Configurar um sistema de alerta de ameaças de pandemia com esta
estratégia em mente pode ajudar a detetar vírus pré-pandémicos antes que
se tornem prejudiciais aos seres humanos. E o melhor lugar para começar
é diretamente na fonte.
A equipa de Miller trabalhou com o virologista Shi Zhengli do
Instituto de Virologia de Wuhan para desenvolver um ensaio de anticorpos
humanos para testar um primo muito distante do SARS-CoV-2 encontrado em
morcegos.
Numa pequena pesquisa serológica de 2015 em Yunnan, China, 3% dos
participantes do estudo que moravam perto de morcegos portadores deste
coronavírus semelhante à SARS testaram anticorpos positivos.
Mas houve um resultado inesperado: nenhum dos participantes do estudo previamente infetados relatou quaisquer efeitos prejudiciais à saúde.
Os investigadores conduziram um estudo maior no sul da China entre
2015 e 2017. É uma região que abriga morcegos conhecidos por transportar
coronavírus semelhantes ao SARS, incluindo aquele que causou a pandemia
de SARS original de 2003 e o mais relacionado ao SARS-CoV-2.
Menos de 1% dos participantes neste estudo testaram positivo para anticorpos,
o que significa que eles tinham sido previamente infetados com o
coronavírus semelhante à SARS. Novamente, nenhum deles relatou efeitos
negativos à saúde.
Mas a vigilância sindromática — a mesma estratégia usada pelos hospitais sentinela — revelou algo ainda mais inesperado: outros 5% dos participantes relataram sintomas consistentes com a SARS no ano passado.
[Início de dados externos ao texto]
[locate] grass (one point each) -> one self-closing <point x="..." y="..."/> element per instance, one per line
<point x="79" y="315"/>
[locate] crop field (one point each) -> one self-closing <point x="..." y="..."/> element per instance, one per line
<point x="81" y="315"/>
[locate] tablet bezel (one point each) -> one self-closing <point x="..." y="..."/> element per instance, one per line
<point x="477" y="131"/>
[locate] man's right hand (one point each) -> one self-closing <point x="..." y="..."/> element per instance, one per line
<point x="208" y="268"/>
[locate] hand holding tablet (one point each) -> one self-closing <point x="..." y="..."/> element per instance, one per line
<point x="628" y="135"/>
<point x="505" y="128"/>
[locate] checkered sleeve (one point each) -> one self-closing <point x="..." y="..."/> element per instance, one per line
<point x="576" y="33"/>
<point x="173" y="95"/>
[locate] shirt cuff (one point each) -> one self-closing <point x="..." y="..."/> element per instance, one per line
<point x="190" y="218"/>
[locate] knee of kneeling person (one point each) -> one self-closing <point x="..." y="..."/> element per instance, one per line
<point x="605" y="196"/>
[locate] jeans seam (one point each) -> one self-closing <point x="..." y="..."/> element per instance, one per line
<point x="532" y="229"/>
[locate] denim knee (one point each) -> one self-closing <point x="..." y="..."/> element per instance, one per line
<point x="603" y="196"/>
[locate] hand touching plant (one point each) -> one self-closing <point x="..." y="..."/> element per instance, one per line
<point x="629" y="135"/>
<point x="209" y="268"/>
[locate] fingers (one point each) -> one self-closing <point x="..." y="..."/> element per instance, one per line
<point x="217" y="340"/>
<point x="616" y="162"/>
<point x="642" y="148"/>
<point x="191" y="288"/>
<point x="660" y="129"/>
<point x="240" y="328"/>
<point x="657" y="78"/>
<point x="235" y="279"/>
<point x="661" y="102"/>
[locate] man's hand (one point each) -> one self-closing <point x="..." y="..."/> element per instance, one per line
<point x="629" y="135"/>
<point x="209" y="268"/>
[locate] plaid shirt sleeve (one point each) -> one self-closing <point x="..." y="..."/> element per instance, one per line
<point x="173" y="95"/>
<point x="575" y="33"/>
Este estudo fez mais do que apenas fornecer a evidência biológica
necessária para estabelecer uma prova de conceito para medir o spillover
zoonótico. O sistema de alerta de ameaças de pandemia também detetou um
sinal de infeção do tipo SARS que ainda não pôde ser detetada através
de exames de sangue. Pode até ter detetado variantes precoces do
SARS-CoV-2.
Se os protocolos de vigilância estivessem em vigor, esses resultados
teriam desencadeado uma busca por membros da comunidade que podem ter
feito parte de um surto não detetado. Mas sem um plano estabelecido, o
sinal foi perdido.
Não vamos perder o próximo sinal de alerta de pandemia
A boa notícia é que já existe infraestruturas de vigilância em “pontos críticos” globais.
O programa Connecting Organisations for Regional Disease Surveillance
(CORDS) liga seis redes regionais de vigilância de doenças em 28 países.
Por exemplo, Camboja, um país em risco de propagação da pandemia de
gripe aviária, estabeleceu uma linha direta nacional gratuita para que
os membros da comunidade relatassem doenças animais diretamente ao
Ministério da Saúde em tempo real. Abordagens práticas como estas são
essenciais para uma resposta oportuna e coordenada da saúde pública para
impedir os surtos antes que se tornem pandemias.
É fácil perder os sinais de alerta quando as prioridades globais e
locais são provisórias. O mesmo erro não precisa de acontecer novamente.